Per unici giorni gli artisti sono stati totalmente impegnati nella realizzazione delle loro reinterpretazioni dei miti: OKUDA (Spagna) con l’opera dal titolo “La bella di Bellini” rende omaggio al più grande compositore catanese Vincenzo Bellini; “Oraculo” di ROSH333 (Spagna) rappresenta l’esplosiva energia che dalla fucina di Vulcano si scaglia nel cielo; MICROBO (Italia) realizza “Il moto perpetuo di Scilla e Cariddi” rappresentato in un intreccio infinito di vortici e correnti; BO130 (Italia) invita alla tolleranza verso le popolazioni più disagiate raffigurando il mito di Colapesce attraverso l’opera dal titolo “La storia non scritta di Colapesce”; VLADY ART (Italia) con l’opera “Barattoli” asseconda le forme curve del silo inscatolando sirene e minotauri; DANILO BUCCHI (Italia) con “Minotauro” rappresenta l’omonimo mito; e infine il duo INTERESNI KAZKI (Ucraina) realizza “Triskelion e La fuga di Ulisse da Polifemo”.

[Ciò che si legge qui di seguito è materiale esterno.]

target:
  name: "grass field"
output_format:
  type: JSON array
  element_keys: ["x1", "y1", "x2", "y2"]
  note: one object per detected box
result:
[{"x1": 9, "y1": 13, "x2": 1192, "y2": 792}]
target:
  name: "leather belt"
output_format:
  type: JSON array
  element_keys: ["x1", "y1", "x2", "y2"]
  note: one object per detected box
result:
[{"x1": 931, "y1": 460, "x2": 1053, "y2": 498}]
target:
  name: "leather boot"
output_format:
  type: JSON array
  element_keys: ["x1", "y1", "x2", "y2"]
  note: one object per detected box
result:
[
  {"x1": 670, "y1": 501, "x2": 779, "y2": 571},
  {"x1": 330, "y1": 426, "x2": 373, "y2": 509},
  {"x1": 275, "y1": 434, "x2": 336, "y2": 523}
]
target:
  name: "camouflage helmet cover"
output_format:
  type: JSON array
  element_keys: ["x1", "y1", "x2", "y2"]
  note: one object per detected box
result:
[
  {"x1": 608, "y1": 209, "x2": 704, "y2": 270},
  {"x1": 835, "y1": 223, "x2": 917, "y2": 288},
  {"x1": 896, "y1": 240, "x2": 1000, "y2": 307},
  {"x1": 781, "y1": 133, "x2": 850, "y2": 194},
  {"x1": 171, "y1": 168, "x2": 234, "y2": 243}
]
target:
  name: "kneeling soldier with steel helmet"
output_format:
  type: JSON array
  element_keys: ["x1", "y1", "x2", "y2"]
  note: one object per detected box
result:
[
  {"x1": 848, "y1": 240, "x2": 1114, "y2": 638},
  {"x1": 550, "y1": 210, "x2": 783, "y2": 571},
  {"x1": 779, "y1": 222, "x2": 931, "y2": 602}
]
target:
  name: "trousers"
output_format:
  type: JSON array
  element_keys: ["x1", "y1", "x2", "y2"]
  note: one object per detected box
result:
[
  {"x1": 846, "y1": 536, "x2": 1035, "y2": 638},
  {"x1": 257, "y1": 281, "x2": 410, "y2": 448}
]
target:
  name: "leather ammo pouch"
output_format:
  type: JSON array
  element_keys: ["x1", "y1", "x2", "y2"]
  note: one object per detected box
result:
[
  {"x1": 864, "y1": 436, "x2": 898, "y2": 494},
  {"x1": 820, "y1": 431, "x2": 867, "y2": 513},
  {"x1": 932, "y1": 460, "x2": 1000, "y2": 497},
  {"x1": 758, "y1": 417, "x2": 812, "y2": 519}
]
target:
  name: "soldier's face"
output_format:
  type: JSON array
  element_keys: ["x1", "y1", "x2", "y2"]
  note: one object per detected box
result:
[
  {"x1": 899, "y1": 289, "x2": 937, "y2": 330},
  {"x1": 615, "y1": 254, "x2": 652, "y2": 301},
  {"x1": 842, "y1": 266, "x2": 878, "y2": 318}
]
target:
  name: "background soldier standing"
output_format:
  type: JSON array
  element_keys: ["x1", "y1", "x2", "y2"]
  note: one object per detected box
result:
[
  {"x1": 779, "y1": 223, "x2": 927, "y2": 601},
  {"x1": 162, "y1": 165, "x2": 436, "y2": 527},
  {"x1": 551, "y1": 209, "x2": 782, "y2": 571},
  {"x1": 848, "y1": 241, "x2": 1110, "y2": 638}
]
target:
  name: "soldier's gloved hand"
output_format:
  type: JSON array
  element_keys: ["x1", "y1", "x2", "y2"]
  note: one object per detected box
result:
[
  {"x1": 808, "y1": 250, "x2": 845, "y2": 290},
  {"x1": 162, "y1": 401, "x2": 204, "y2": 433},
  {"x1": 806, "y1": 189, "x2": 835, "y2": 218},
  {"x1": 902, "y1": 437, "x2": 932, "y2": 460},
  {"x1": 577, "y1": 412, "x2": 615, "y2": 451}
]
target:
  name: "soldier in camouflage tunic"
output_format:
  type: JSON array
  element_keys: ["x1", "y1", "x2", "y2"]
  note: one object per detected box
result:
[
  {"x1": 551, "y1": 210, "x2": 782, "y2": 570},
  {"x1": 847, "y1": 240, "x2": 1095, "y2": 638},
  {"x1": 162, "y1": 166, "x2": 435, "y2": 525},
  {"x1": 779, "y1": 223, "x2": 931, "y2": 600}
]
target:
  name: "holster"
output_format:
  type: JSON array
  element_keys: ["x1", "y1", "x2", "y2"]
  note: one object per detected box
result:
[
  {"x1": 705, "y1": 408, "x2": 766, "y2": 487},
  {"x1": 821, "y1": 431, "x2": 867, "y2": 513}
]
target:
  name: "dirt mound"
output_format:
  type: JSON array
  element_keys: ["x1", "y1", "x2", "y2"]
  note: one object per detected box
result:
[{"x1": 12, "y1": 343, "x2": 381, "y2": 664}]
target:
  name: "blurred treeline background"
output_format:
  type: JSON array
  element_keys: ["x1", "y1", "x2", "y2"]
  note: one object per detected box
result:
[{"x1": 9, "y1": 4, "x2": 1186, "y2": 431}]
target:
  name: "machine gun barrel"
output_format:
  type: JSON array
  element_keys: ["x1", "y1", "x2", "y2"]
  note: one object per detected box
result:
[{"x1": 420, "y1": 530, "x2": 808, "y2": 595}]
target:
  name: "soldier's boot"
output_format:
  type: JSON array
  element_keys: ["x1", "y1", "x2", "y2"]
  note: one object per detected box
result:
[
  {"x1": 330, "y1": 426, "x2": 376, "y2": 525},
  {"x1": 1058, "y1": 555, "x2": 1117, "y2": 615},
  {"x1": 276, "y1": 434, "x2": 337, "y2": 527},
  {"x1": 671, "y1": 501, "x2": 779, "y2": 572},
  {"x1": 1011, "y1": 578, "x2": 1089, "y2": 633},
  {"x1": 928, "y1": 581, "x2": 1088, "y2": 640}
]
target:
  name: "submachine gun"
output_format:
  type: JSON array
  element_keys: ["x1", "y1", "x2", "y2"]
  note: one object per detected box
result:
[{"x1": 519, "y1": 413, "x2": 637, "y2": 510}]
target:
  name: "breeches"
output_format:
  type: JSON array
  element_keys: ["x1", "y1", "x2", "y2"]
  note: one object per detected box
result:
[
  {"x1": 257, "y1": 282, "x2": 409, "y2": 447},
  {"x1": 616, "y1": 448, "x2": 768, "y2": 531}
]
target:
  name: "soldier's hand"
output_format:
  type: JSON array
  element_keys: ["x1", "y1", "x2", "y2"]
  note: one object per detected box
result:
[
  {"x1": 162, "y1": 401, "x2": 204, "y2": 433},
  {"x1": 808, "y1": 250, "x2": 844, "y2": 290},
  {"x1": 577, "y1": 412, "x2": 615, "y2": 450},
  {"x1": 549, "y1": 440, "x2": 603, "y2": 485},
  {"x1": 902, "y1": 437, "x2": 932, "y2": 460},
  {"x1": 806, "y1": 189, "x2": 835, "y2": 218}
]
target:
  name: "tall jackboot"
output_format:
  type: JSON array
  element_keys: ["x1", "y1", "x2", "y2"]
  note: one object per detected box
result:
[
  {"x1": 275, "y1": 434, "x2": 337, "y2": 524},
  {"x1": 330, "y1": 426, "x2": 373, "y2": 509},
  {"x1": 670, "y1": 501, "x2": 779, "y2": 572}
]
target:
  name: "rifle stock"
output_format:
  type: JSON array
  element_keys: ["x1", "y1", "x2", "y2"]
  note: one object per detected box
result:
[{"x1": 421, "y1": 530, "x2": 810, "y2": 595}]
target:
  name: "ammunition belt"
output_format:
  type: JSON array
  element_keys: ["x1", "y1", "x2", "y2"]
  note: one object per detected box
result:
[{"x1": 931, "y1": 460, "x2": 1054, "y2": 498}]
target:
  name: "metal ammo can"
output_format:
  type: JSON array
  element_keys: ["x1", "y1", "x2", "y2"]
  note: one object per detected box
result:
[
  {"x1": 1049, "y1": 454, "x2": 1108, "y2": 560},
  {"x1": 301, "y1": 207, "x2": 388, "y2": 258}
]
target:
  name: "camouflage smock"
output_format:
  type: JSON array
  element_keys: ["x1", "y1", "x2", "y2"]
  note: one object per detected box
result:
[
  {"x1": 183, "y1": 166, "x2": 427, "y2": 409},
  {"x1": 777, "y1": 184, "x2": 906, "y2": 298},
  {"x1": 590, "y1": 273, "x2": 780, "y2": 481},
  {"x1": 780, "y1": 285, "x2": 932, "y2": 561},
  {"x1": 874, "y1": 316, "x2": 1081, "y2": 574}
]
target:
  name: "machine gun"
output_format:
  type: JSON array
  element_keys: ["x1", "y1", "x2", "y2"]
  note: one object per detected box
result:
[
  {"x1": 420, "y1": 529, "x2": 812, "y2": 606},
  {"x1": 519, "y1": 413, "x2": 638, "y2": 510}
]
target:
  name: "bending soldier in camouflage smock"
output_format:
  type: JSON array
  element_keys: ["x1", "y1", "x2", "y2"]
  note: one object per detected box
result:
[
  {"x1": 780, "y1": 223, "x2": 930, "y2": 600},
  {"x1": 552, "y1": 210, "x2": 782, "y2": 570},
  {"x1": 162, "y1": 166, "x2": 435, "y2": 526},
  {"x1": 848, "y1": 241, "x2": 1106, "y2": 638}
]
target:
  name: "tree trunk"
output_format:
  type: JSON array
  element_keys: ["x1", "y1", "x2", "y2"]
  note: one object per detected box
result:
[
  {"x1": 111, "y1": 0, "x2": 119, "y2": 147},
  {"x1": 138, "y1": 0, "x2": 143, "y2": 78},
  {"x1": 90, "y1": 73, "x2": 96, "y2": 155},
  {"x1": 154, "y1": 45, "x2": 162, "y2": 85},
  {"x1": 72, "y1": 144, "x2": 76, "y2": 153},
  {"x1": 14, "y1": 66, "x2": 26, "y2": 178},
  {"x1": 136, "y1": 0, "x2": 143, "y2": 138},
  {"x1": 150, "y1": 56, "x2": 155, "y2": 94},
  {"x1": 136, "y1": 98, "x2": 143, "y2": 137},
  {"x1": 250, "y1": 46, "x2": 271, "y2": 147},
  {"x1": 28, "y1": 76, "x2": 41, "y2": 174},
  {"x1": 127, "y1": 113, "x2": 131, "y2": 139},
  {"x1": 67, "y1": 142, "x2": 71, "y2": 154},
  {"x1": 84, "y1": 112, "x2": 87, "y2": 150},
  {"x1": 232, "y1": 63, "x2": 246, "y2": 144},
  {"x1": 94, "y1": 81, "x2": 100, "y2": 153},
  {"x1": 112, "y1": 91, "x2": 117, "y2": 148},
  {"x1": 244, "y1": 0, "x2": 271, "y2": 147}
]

A settembre l’artista portoghese VHILS completerà il progetto realizzando gli otto silos che si rivolgono al Mare.

Street Art per la rigenerazione dei luoghi

L’affidarsi alla street art come mezzo per la rigenerazione di aree industriali o di aree urbane esteticamente poco appetibili, alle quali spesso si associa anche un disagio sociale, non è una novità oltre confine, ma non lo è neanche in Italia.

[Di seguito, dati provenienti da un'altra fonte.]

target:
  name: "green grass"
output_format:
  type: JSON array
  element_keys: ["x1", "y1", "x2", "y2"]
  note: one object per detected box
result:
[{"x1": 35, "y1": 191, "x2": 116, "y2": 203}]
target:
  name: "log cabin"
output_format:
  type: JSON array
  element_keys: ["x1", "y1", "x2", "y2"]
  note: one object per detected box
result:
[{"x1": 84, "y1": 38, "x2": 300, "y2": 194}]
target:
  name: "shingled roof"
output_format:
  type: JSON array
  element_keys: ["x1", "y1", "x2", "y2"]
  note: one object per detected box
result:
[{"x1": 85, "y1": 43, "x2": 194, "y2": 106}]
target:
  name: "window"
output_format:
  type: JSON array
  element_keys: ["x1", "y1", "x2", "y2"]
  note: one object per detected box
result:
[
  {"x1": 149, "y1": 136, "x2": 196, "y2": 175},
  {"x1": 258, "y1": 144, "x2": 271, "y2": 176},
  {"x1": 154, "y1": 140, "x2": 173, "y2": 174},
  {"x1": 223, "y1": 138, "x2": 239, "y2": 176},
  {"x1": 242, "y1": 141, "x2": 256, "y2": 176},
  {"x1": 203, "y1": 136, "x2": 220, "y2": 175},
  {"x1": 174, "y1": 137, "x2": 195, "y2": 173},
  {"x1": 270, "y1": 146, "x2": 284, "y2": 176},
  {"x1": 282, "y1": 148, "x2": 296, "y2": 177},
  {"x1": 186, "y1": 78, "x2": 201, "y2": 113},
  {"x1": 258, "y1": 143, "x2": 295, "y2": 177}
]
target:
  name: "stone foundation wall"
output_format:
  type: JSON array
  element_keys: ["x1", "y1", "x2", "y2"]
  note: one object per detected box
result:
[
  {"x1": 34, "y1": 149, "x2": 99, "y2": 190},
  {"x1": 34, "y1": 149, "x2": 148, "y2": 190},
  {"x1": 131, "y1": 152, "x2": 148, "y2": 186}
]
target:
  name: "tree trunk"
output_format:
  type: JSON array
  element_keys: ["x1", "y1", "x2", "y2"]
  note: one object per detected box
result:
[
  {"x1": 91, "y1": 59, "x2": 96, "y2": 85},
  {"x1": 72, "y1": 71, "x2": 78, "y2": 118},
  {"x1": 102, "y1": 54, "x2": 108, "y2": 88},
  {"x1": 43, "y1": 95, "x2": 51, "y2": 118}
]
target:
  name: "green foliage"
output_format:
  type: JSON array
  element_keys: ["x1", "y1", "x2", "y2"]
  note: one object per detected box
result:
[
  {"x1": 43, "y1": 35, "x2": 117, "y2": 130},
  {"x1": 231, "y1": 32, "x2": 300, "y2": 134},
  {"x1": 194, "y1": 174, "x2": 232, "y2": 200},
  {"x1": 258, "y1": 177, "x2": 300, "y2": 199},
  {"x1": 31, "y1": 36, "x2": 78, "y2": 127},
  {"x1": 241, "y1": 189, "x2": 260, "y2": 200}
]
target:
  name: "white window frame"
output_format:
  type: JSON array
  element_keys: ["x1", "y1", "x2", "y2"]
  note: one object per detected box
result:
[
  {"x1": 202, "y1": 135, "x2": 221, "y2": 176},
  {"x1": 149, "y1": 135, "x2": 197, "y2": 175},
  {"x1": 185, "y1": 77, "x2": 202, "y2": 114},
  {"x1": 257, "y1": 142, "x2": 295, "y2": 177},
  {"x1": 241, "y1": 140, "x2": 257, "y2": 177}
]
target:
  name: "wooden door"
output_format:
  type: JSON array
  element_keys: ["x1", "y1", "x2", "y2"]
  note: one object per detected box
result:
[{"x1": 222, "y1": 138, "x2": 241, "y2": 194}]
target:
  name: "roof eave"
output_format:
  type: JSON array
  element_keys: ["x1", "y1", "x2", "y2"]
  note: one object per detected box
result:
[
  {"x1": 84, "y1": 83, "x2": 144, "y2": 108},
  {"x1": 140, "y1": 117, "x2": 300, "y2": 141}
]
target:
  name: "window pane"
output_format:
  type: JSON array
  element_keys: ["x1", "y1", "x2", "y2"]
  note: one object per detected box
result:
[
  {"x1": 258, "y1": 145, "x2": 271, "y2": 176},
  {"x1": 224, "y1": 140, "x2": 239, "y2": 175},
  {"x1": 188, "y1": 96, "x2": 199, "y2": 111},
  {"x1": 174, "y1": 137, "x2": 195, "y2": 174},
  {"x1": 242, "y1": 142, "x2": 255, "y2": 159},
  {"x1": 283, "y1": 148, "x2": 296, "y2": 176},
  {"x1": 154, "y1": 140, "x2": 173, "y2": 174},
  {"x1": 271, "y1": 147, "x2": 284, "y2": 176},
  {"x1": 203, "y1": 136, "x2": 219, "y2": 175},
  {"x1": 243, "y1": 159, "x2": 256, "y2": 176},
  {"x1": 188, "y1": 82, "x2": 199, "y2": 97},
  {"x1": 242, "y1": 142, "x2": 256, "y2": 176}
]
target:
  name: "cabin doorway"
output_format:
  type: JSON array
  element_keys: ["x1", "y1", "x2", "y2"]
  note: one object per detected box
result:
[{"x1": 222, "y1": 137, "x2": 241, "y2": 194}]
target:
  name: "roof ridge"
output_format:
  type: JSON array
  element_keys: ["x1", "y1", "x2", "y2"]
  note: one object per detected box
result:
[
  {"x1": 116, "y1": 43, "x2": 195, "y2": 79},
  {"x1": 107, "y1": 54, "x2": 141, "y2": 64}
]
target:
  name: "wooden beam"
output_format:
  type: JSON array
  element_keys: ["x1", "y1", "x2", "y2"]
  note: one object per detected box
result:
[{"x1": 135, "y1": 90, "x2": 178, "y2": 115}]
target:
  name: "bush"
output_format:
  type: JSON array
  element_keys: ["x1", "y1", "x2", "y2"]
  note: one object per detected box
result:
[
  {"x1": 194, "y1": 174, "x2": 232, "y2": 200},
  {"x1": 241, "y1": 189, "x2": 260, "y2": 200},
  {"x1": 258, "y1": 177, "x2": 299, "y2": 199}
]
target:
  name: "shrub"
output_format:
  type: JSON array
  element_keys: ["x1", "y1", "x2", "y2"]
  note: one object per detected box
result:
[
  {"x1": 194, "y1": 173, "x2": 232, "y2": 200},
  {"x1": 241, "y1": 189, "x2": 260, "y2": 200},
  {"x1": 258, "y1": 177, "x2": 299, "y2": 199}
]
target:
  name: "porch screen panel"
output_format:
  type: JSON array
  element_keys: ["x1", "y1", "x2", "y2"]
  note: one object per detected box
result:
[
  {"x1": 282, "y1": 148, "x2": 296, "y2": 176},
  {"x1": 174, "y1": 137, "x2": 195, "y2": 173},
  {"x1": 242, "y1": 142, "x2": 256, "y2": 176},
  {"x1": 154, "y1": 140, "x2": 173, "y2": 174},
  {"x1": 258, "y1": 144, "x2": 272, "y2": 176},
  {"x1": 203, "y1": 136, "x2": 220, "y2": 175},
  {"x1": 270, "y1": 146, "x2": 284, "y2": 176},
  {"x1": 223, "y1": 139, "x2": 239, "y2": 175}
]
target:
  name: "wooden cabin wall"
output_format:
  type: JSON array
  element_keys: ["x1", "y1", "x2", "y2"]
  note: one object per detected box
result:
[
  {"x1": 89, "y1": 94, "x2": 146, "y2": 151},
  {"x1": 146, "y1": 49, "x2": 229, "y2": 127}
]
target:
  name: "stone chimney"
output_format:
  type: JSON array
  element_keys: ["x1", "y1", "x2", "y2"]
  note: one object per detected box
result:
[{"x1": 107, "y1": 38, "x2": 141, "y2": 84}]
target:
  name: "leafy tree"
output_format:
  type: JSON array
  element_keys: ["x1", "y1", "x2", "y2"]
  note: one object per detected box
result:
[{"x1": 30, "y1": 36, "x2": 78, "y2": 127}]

La città di Roma, per esempio, dal 2010, ospita OUTDOOR Urban Art Festival che “ridefinisce le geometrie urbane e ne comunica il cambiamento”. La scorsa edizione del festival è stata ospitata all’interno dello splendido spazio industriale della ex Dogana di Roma nel quartiere San Lorenzo: un processo di rigenerazione artistica che ha coinvolto artisti nazionali ed internazionali nella creazione di opere site specific.

Street Art e Silos: un connubio fecondo

Anche l’elemento industriale del silo non è nuovo dall’essere trattato come “tela” sulla quale raffigurare maestose opere d’arte metropolitane, quasi sempre commissionate all’interno di progetti culturali più ampi tesi alla riqualificazione dei luoghi e della storia locale nei quali si inseriscono, trasformandosi da ingombranti simboli del lavoro a testimonianza di cambiamento e positività.

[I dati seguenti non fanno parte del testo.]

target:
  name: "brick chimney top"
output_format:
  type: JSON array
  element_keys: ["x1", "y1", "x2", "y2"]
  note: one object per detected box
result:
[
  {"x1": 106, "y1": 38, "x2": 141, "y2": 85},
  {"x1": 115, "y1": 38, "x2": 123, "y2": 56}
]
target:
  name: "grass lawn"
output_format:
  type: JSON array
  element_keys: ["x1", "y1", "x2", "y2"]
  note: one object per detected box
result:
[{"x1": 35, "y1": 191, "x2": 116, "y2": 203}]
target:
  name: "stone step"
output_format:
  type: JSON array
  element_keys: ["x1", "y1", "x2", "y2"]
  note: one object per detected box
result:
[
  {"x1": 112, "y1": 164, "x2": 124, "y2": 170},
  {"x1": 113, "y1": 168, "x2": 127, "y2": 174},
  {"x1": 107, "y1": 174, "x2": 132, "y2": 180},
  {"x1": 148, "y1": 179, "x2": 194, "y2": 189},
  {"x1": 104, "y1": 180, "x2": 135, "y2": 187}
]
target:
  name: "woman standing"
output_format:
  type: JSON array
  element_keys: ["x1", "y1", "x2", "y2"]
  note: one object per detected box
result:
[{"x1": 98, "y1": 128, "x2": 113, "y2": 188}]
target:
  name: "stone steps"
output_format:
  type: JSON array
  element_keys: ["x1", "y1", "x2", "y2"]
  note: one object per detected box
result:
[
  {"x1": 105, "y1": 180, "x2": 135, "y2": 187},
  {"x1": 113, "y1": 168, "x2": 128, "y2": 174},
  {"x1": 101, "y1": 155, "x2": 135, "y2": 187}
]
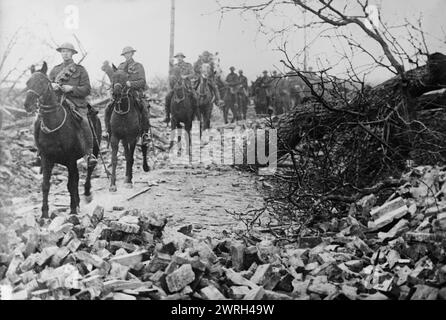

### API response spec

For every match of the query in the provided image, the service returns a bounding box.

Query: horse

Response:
[169,76,195,155]
[223,84,240,124]
[108,65,149,192]
[253,84,269,115]
[23,62,101,219]
[195,63,214,131]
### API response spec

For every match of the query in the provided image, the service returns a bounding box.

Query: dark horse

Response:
[252,82,269,115]
[223,84,240,124]
[195,63,214,132]
[108,65,149,192]
[169,76,195,154]
[23,62,101,219]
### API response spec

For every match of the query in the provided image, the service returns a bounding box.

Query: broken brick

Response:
[165,264,196,293]
[250,264,272,286]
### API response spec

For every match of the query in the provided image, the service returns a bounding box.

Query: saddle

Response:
[62,98,98,127]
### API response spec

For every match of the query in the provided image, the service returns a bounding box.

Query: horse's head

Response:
[200,63,212,80]
[24,62,51,113]
[110,64,129,97]
[173,77,186,100]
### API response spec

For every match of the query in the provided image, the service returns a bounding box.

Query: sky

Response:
[0,0,445,87]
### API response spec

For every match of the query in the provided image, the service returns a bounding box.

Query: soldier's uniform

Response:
[165,53,197,122]
[104,47,150,141]
[225,70,240,90]
[48,43,96,166]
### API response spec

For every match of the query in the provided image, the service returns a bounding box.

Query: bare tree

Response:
[217,0,446,239]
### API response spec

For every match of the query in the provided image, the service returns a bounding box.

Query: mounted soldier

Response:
[104,46,151,146]
[193,51,223,105]
[164,52,196,123]
[48,42,97,167]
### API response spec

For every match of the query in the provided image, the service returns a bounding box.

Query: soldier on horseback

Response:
[164,52,197,123]
[48,42,97,167]
[104,46,151,146]
[193,51,223,104]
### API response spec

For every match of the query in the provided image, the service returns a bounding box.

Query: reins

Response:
[113,87,132,115]
[27,80,68,134]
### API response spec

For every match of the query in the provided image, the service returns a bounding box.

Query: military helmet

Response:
[121,46,136,55]
[238,69,243,73]
[174,52,186,58]
[202,50,212,56]
[262,70,269,74]
[56,42,78,54]
[230,66,235,71]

Alcuni esempi significativi sono: la mastodontica opera dei gemelli brasiliani, Gustavo e Otávio Pandolfo, meglio noti come Os Gemeos, che, in occasione della Vancouver Biennale, hanno completamente trasformato i silos in enormi giganti dai colori sgargianti; l’opera temporanea Silo Art sulla I-80 a Omaha in Nebraska, parte del progetto Emerging Terrain, i 26 silos sono stati scelti come supporto sul quale rappresentare i temi del cibo, dell’agricoltura e del trasporto, trasformando questa scomoda cortina muraria, che idealmente segna il confine tra il centro città e l’espansione suburbana ad ovest, lungo una strada trafficata da oltre 76.000 pendolari, in un input per una più grande riconversione ambientale; l’opera “Spirit Farmer” realizzata sul silo della Birdsong Peanut Company a Colquitt, in Georgia, parte del Millennium Mural Project iniziato nel 1999 quando il Colquitt/ Miller Arts Council ricevette un finanziamento dalla National Endowment for the Arts (NEA) decidendo di destinarlo alla forma d’arte del murales per la sua grande forza d’impatto sul turismo durante tutto il corso dell’anno; così come i due silos del porto di Ancona che, durante l’edizione 2008 del Pop Up! Festival, sono stati rivitalizzati dall’opera “Bottles” degli streeters Ericailcane e Blu, modificando radicalmente la percezione grigia del luogo; e, per concludere la carrellata, un esempio con fini meno “aulici”, ma assolutamente degno di nota per la sua originalità, si tratta del progetto della Rocktown Climbing Gym ad Oklahoma City, una vera e propria palestra per l’arrampicata realizzata in un gruppo di silos, Rocktown è stata nominata tra le “10 Coolest Climbing Gyms” nel mondo, le sue pareti esterne sono state reinterpretate dall’artista folck americano Rick Sinnett e la realizzazione è stata finanziata grazie a Kickstarter, la più nota piattaforma di crowdfunding.

Col progetto Street Art Silos la città di Catania, non nuova al recupero di siti di archeologia industriale (basti ricordare la riqualificazione dell’area delle Ciminiere di Viale Africa o la Fondazione Brodbeck, che trova sede all’interno di un ex opificio di fine ‘800) si inserisce a pieno titolo nel dialogo supercontemporaneo tra street art e patrimonio industriale.